Elaine raises the anticipation of this event for her grandchildren by getting them involved in her planning. “I ask one family of kids to get together and plan a menu for the meals (three a day) for six days. They loved to do this and we were not too concerned about nutrition as we would provide good veggie snacks and nutritious treats for them. They like to choose nachos, pizza, tacos, hamburgers, fruit, cookies, chicken strips, and the like.”

She also sends invitations to the kids about the activities she’s planning. “About two weeks before the date, I would send a list of things they should pack to bring with them. They love getting mail.”

Grandma is continually planning for her week throughout the year because she’s able to watch for good buys on things like food, crafts, t-shirts, paints, and canvases. She also plans ahead by making reservations at various places they plan to take the kids.
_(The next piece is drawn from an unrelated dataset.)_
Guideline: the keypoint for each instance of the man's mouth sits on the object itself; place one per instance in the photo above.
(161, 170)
After having done it for so long, Elaine has been able to develop a great game plan to make sure her week runs smoothly. “When all the kids arrive, they are anxious to have their parents leave so they can start having fun. We call all of the children together and discuss the do’s and don’ts. If you make the rules clear, the kids are great at seeing to it that everyone obeys them.

Elaine’s Grandma’s Week, with all of its activities and fun, is a great way to have a good time, but above all, it’s helped everyone to form special relationships. “They help each other and take care of each other. Serving each other makes special bonds. Our grandchildren all know each other well and when we get together it is wonderful to see how they respond and support each other in special times like baptisms, Eagle Scout awards, priesthood ordinations, graduations and more.”

Parent—the Verb
Grandparents certainly have an added perspective on parenting after having gone through the bulk of the process already, but, according to Shirley Klein, the added insight that comes with experience doesn’t mean she’d necessarily change much about what she did as a parent.

”I believe that the act of parenting actually is meant to teach us the qualities that are needed to be an effective parent. Maybe some people find that these qualities come easily or naturally, but I think they are further developed over time and with different experiences. If I could inspire parents of young children based on what I have learned, it would be to be kinder, gentler with them and find joy in the association on a daily basis. Don’t wish for the day they aren’t there, but make memories everyday. I’m still learning important lessons of parenting by being a grandparent, like being kinder and gentler and enjoying the moments.”